Kannekens wil daarmee niet zeggen dat een ervaren adviseur antwoord heeft op alle vragen. Daarvoor is het vak te specialistisch; geen enkele adviseur kan in zijn eentje alle fiscale wet- en regelgeving op topniveau doorgronden. Daarom werken adviseurs intensief samen met collega’s om de vragen van cliënten te beantwoorden.
Clients first
Hoe het ook zij, de combinatie van vakkennis en ervaring kan alleen ontstaan in de praktijk. “Mensen maken het verschil”, aldus Rog. “En ze zijn verschillend. Niet in hun gedrevenheid en hunkering naar vakkennis. Die hebben ze gemeen. Wel in persoonlijkheid en achtergrond. Die diversiteit is een van de sterke punten van onze organisatie.” Dat mensen het verschil maken geldt ook in de kwaliteit van het contact met cliënten, vertelt Rog. “We willen onze vakinhoudelijke kennis en expertise combineren met de servicegerichtheid van tophotels. Clients first, noemen we dat. Een belangrijk punt daarbij is dat we cliënten zo benaderen als we zelf willen worden benaderd.”
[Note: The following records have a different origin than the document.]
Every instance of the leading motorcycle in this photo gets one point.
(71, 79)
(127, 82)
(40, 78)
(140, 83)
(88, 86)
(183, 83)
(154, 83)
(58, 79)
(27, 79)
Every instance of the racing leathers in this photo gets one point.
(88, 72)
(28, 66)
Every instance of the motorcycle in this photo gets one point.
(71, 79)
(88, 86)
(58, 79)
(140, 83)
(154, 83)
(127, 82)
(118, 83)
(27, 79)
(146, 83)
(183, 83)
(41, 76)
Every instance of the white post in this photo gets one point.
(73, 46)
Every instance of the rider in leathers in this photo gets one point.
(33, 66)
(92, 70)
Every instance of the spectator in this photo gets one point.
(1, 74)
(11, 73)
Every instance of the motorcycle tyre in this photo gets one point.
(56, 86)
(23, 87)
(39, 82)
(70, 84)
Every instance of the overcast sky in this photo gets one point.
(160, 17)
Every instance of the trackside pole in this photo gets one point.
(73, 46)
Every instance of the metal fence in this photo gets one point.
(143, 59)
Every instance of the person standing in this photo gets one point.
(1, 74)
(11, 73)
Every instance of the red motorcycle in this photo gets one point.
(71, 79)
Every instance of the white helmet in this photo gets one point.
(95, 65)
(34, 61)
Kannekens vult aan: “Dat houdt onder meer in dat cliënten een antwoord krijgen waar ze wat mee kunnen en, zeker zo belangrijk, dat het er op tijd is. Toegevoegde waarde is voor ons bijvoorbeeld dat in een advies altijd goed is doorgedacht over de gevolgen op de langere termijn. Onze adviezen moeten niet binnen een halfjaar achterhaald zijn.”
Onderdeel samenleving
De medewerkers van KPMG Meijburg & Co krijgen, naast het besef dat zij het verschil maken en dat cliënten altijd met stip op de eerste plaats staan, een derde boodschap mee van hun organisatie. Die luidt dat organisaties onderdeel zijn van de samenleving en daaraan constructief bijdragen. Kortom, maatschappelijk verantwoord ondernemen. “Om dat handen en voeten te geven steunen we onder meer een project waar we zelf ons stempel op kunnen drukken”, zegt Rog. “We zijn een kennisorganisatie en willen investeren in kennis. Zo zijn we uitgekomen bij een school in Zuid-Afrika, dicht bij de plek waar we onze businesscourse voor studenten organiseren. Daar kunnen we een concrete bijdrage leveren. Afgelopen jaar hebben we letterlijk de handen uit de mouwen gestoken en geschilderd en geholpen bij het in het elkaar zetten van schoolbankjes.”
Duurzaamheid
Bij maatschappelijk verantwoord ondernemen past ook dat bedrijven zorgvuldig omgaan met schaarse middelen en, al is het maar op beperkte schaal, bijdragen aan een duurzame samenleving. KPMG Meijburg & Co gebruikt bijvoorbeeld alleen groene stroom en beperkt vervoer zo veel mogelijk. Rog: “Van onze autokilometers en vliegreizen compenseren we de CO2-uitstoot volgens de Gold Standard.”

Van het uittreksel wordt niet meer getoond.